SDGsには前提として、「No one left behind(誰一人取り残さない)」という共通理念があります。SDGsの具体的な行動目標には文化的・宗教的な背景への配慮からLGBTQに関する内容は記載されていませんが、世界中のセクシャルマイノリティの人たちを誰一人取り残さないという考えに含まれているというのが前提です。

SDGsの目標を達成するには、企業としてLGBTQへの支援やサポート体制の構築等も、必要なものとして考えられています。そのため、積極的な取組を行う企業に対して、社会的な評価が高まっていくと言えるでしょう。

帝国データバンクが行った調査結果について解説しています。

 

労働生産性が高まる

個人のSOGIにとらわれず、多様な人材を受け入れれば、新たなスキルやノウハウを確保できる機会が広がります。さらに、LGBTQフレンドリーな環境が整えられていれば、どのような背景を持つ人でも安心して働けるため、職場の風通しがよくなります。

社内コミュニケーションが活性化することで、日常的な業務の効率化が図られ、労働生産性の向上につながる可能性もあるでしょう。また、さまざまな価値観を持つ人材が活躍することで、既存の商品・サービスに対して新たな視点が加わるのも大きな利点です。

多様な意見を柔軟に交し合うことで、思いがけないビジネスチャンスの創出につながるケースもあります。

多様な人材の確保につながる

LGBTQの人が働きやすい職場づくりを行うことは、人手不足を解消するきっかけになる場合もあります。積極的な取組によって企業イメージが向上すれば、採用活動においても優位性を確立しやすくなり、多様な人材からの応募が期待できます。

また、さまざまな立場にある人が安心して働けることで、既存の従業員の満足度も高まり、結果として人材の定着率向上にもつながるでしょう。

各認定制度の概要や認定のメリットについて解説しています。

 

LGBTQにおける企業が取り組むべき施策と事例

それでは、LGBTQの寄り添った職場づくりを行う上で、企業は実際にどのような施策を打ち出すべきなのでしょうか。ここでは、厚生労働省が公表している「多様な人材が活躍できる職場環境に関する企業の事例集~性的マイノリティに関する取組事例~」をもとに、企業が取り組むべき施策をご紹介します。

 

経団連による企業行動憲章アンケートの結果について解説しています。

 

方針の策定と体制の整備

LGBTQに関する施策を進めるには、当事者や周囲のメンバーだけでなく、全社の課題として組織的に取り組む必要があります。そのため、まずは企業の方針として「多様な人材が活躍できる職場環境づくり」を明確に打ち出し、取組に一貫性を持たせることが大切です。

また、厚生労働省の資料では、「就業規則や企業行動憲章にSOGIに関する差別禁止を明記する」「人事担当部局からSOGIに関する担当者を選出して取組を推進する」「トップが社内外に向けてダイバーシティ宣言を行い、企業としてのスタンスを明示する」といった事例が紹介されています。

理解の増進に関する取組

方針の策定と体制の構築を行ったら、社内のメンバーに向けて丁寧に理解を促すことが大切です。従業員や管理職、経営層がLGBTQについて基本的な知識を持つことが重要となるため、企業には研修等を通じた継続的な啓発活動が求められます。
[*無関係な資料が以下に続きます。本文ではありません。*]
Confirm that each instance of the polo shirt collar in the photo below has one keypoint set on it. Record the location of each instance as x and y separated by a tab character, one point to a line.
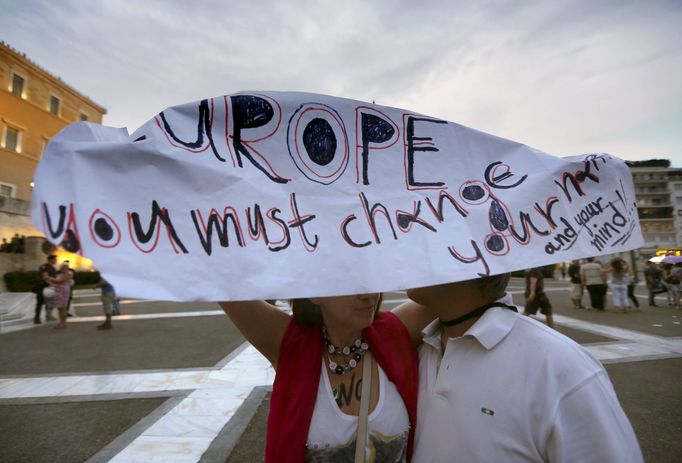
488	330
理解増進に向けた取組事例としては、「全社を対象に研修やeラーニングを実施した」「外部講師を招いてセミナーを行い、企業としての本気度を自社の従業員に感じ取ってもらった」「カミングアウトがあった場合の対応等を想定して管理職向けの研修を行った」といったものが紹介されています。

相談窓口の設置

「相談先がない」という課題を解消するために、LGBTQ当事者が必要に応じて相談できる体制を整えておくのも重要な施策です。具体的な取組事例としては、「社内に専用の窓口を設置する」「従来の窓口で相談できることを明示する」「当事者団体に外部の相談窓口を委託する」といったものが挙げられています。

また、相談体制が形骸化するのを防ぐために、「相談相手の性別に希望がある場合に備えて多様な担当者を用意する」等の利用しやすいシステムを整えることも大切です。

採用や労務管理における施策

採用については、特定の人を排除しないよう、公正な採用基準や採用方法に基づいた採用活動を行う必要があります。そして、配置や昇進・昇格等においても、不当な扱いが行われないようにルールを制定することが大切です。

採用活動における取組事例としては、「採用ポリシーに差別の禁止を明記している」「エントリーシートに性別欄を設けない」「配偶者の有無を尋ねる必要がある場合は配偶者とパートナーの文言を併記する」「面接時のマニュアルを作成する」といったものが紹介されています。また、労務管理については「人事異動にあたって差別を行わないことを明記する」「ハラスメント等による不利益・不快感を与える行動が懲戒理由になり得ることを明記する」等の取組が挙げられています。

また、社内で施策を実施するためのリソースが不足している場合は、外部との連携も重要です。「MSコンパス×無料de顧問」なら、月額顧問料が無料で社労士に労務相談を行えますので、ぜひ活用してみてください。

福利厚生の対応

福利厚生についても、本人のSOGIを理由に不利益や差別が生じないように注意する必要があります。具体的な事例としては、「同性のパートナーがいる従業員に対して、結婚祝い金や家賃補助等の福利厚生制度を適用させる」「各種制度を利用する際にカミングアウトにつながらないように工夫する」等、さまざまな企業で同性パートナーを配偶者に含める動きが見られています。

福利厚生を充実させるメリットと注意点等について解説しています。

 

働きやすい職場環境の整備

トランスジェンダーの従業員に対しては、個別の事情に合わせた対応が必要となります。例えば、「入社後にホルモン療法を進めるなかで見た目が変化していくことに備えた対応を行う」「性別に関係なく制服をパンツスタイルに統一する」「トイレや更衣室に関して適切なルールを策定する」といったものが挙げられます。

ただし、取組を進める上ではほかの従業員の理解も得ておかなければならないため、当事者だけでなく周囲にも丁寧なサポートを行うことが重要です。

外部とのネットワークの構築

ジェンダーに関する課題には、専門的な知見が必要なものもあるため、外部ネットワークの構築が有効な施策となります。具体的には、「イベントを通じて社外の組織・団体を交流する」「外部講師や外部窓口を利用する」といった取組が挙げられます。

外部との交流により、企業に新たな視点がもたらされるとともに、社内にも取組の真剣度が伝わりやすくなるでしょう。

まとめ

企業がLGBTQに寄り添うことで、多様な人材が活躍できる場となり、生産性の向上やイノベーションの創出につながりやすくなるといったメリットが生まれます。また、対外的なイメージが向上するため、取引先や顧客層の拡大、投資の確保、人材採用の母集団獲得等にも良い影響をもたらすでしょう。

取組を進める上では、経営層や管理職層がLGBTQに対して正しく理解するのはもちろん、社内全体にも推進していく意識を浸透させていく必要があります。LGBTQに関する方針の策定や体制の確立、継続的な研修の実施といった地道な取組を着実に実践し、社内の意識変革を図りましょう。